Large-Scale DNN Benchmarking for Dynamic Social Vision

Abstract

Many Deep Neural Networks (DNNs) with diverse architectures and learning objectives have yielded high brain similarity and hierarchical correspondence to ventral stream responses to static images. However, they have not been evaluated on dynamic social scenes, which are thought to be processed primarily in the recently proposed lateral visual stream. Here, we ask whether DNNs are similarly good models of processing in the lateral stream and superior temporal sulcus as they are of the ventral stream. To investigate this, we employ large-scale deep neural network benchmarking against fMRI responses to a curated dataset of 200 naturalistic social videos. We examine over 300 DNNs with diverse architectures, objectives, and training sets. Notably, we find a hierarchical correspondence between DNNs and lateral stream responses: earlier DNN layers correlate better with earlier visual areas (including early visual cortex and middle temporal cortex), middle layers match best with mid-level regions (extrastriate body area and lateral occipital cortex), and finally later layers in the most anterior regions (along the superior temporal sulcus).

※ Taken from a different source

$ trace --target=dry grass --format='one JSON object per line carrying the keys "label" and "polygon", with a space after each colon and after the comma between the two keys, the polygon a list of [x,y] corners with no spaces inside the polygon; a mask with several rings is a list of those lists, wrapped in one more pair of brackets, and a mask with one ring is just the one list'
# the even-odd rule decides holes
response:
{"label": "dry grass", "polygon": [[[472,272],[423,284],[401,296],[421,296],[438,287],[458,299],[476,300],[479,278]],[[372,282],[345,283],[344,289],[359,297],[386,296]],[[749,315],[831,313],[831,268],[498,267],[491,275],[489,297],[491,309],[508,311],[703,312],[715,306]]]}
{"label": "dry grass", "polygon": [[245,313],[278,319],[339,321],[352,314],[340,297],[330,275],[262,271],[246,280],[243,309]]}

Pairwise permutation tests further confirm significant differences in average depth of the best layer match between each region of interest. Interestingly, we find no systematic differences between diverse network types in terms of either hierarchical correspondence or absolute correlation with neural data, suggesting drastically different network factors (like learning objective and training dataset) play little role in a network's representational match to the lateral stream. Finally, while the best DNNs provided a representational match to ventral stream responses near the level of the noise ceiling, DNN correlations were significantly lower in all lateral stream regions. Together, these results provide evidence for a feed-forward visual hierarchy in the lateral stream and underscore the need for further refinement in computational models to adeptly capture the nuances of dynamic, social visual processing.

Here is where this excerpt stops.